Game goes on pretty good, people enjoying the show, Lions playing okay for a team where JT is the youngest player and the star center, when one of the Packers launches a shot. JT sees it going up from the other side and comes storming into the lane on an angle for the rebound. Ball bounces off the rim to his side and he grabs it – doesn’t jump in the air really, but grabs it and hangs on like he did before, with the elbows pointing out. JT swings the elbows around again and his time there’s something in his way, namely the head of the big tackle who had stumbled a little going for the ball so his head isn’t a full head above JT’s any more but is right at elbow level. JT just nails him, sounds like a hammer hitting a watermelon. It is, as Whitey says later, a beautiful shot, a glorious blow to the head. If angels swung elbows that’s how they’d hit. Tackle goes down like a water buffalo, just a big whump! like he was shot by Ernest Hemingway, and he’s out flat.

Tackle doesn’t stay out more than a minute, and when he gets up now he’s the one with blood in his eyes, and all he wants is to put some real blood in the eyes of the guy who owns the elbows. Not appreciating the beauty of the head shot at all. Not a good thing to happen in a charity game two days before Christmas in Iola versus the Lions Club, though Whitey and O’Strowsky are up in the stands bouncing up and down on their hands thinking they got their money’s worth.

Fight, such as it is, doesn’t last long. The old Sons of Norway Lions, these wiry geezers, come bouncing out of the front row and make sort of a human Norwegian shield around JT, then Duke comes bouncing down from the stands and gets between JT and the tackle, and when Duke’s in the middle you can’t reach over to the other side. Duke and a couple of the older Lions convince JT and the tackle it would be better for the game if each of them didn’t play any more, and if you can believe it JT’s okay with that. He’s more than okay. He’s wearing a smile that’d bust his face apart, smile he hasn’t shown in months. In fact, at halftime he comes up to where O’Strowsky and Duke and Whitey and Mort are sitting, and he’s bubbling, just bubbling over. “How about that!” he gushes. “How about that! ‘Merry Christmas to all, and to all lights out.’ Lights out! Wasn’t that something – something, I mean the way he went down?”

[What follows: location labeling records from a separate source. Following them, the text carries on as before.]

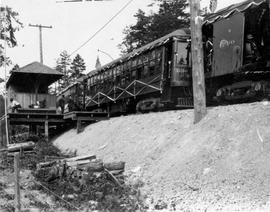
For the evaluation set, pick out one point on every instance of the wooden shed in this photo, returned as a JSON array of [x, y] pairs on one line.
[[30, 84]]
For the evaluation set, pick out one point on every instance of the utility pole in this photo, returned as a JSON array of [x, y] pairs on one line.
[[40, 38], [199, 96]]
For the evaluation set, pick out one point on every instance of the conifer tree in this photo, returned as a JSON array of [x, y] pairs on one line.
[[9, 24], [170, 16]]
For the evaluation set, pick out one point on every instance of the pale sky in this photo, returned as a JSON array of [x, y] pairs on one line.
[[73, 24]]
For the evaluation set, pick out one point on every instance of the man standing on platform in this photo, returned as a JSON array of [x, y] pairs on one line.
[[14, 105], [61, 103]]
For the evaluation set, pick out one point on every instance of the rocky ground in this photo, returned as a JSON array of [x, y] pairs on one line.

Whitey smiles that sly smile of his and says, “Beautiful. You laid him out beautiful, JT. If his season wasn’t over as of Sunday it’s over now. He’ll be happy to go back playing football.”

“That’s just what I was thinking,” JT carries on. “What’s football after a shot like that, huh? What’s football?”

Guy gets melancholy about Christmas, but it never seems to last. Something happens. Something always happens. Christmas blues are gone. Bring on the holidays! If the holidays give him any trouble, give ‘em an elbow to the temple and bang! If JT can flatten a Packer, how tough can Christmas be?